When we are short of energy, circulating neurohormones and modulators prime our body and brain to mobilise our remaining metabolic resources and to promote food-seeking and consummatory behaviours. Although the drive to relieve our hunger can be all encompassing, our brains retain the capacity to do other things if required.
Prior work from the Waddell group established that both hunger and thirst motivated resource seeking behaviours are under the control of the fly’s dopaminergic system (Krashes et al., 2009; Senapati et al., 2019), which is composed of about 200 neurons representing rewards and 10-fold fewer representing aversive things (Li et al., 2020). Their studies have shown that a key element of the deprivation-state specific control of the expression of food- and water-seeking memories is provided by neuropeptidergic inhibition of two particular types of aversive dopaminergic neurons (Krashes et al., 2009; Senapati et al., 2019). Using the dopaminergic system this way for motivational purpose raises the question of how the system retains the ability to signal aversion, when these neurons are inhibited to promote resource seeking.
In the new work led by postdoctoral fellow Eleonora Meschi, the group provide an answer to this question. Dr. Meschi discovered that endocrine release of the fly’s functional equivalent of glucagon, called adipokinetic hormone (AKH), compensates for the hunger-dependent suppression of aversive dopaminergic neuron activity, by facilitating the strength of input pathways that convey punitive information to these neurons.
Eleonora says, 'The project developed from my original and completely unexpected finding that hungry flies lacking glucagon/AKH had normal food-reinforced learning but poor shock-reinforced learning. By tracking AKH signalling from the bloodstream to the brain we discovered why this was the case. AKH regulates the activity of neural pathways that relay unpleasant signals, like painful shock and bitter taste, to dopaminergic neurons that write aversive memories.'
When hungry, flies release more AKH into their circulating haemolymph. Meschi demonstrated that AKH influences aversive learning behaviour by activating four large neurons in the base of the brain that express the AKH receptor. Interestingly, the cell bodies of these neurons reside outside of the glial covering of the brain, giving them direct access to the circulatory environment, and nutrient status, of the fly’s body. Using connectomics, research technician Georgia Dempsey and postdoctoral fellow Nils Otto, mapped the neurons downstream of the AKH response neurons, which revealed 135 neurons that could be clustered into 38 distinct neuronal types. Critically, these neurons project axons that ascend from the base of the brain to the top, where many of them were found to selectively synapse onto aversively reinforcing dopaminergic neurons.

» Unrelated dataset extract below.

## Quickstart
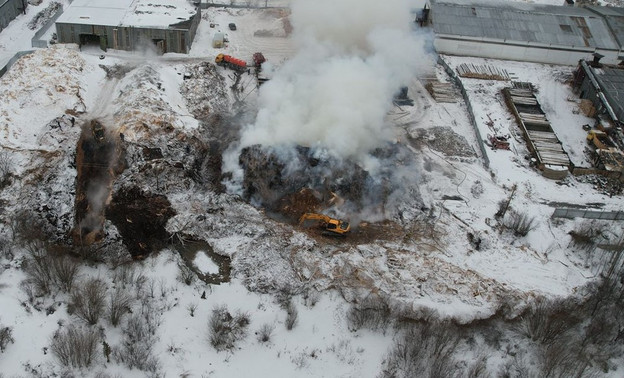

With DPhil student Lucille Duquenoy, Dr. Meschi used live-imaging of a transgenic fluorescent dopamine sensor to show that hunger increased the shock-evoked release of dopamine from the aversive dopaminergic neurons and that this facilitation required AKH signalling. Further genetic experiments established that AKH signalling directs modulation of the ascending neurons so that they more efficiently relay punitive information, such as electric shock and bitter taste, from the periphery to the aversive dopamine neurons that are required for aversive learning.
Lucille comments, 'I have been using the new genetically-encoded GRAB dopamine sensors from Yulong Li's group to measure stimulus-evoked dopamine release from specific neurons in the fly brain. With Eleonora, I found that electric shocks produce more dopamine release from aversive neurons if the flies are chronically hungry and that shock-triggered dopamine release was greatly reduced in flies with no AKH signalling.'
In the published paper the Waddell group note that similar mechanisms may exist in the mammalian brain, between nutrient-responsive neurons in the hypothalamus, and neurons that project from there to dopaminergic neurons in the ventral tegmental area.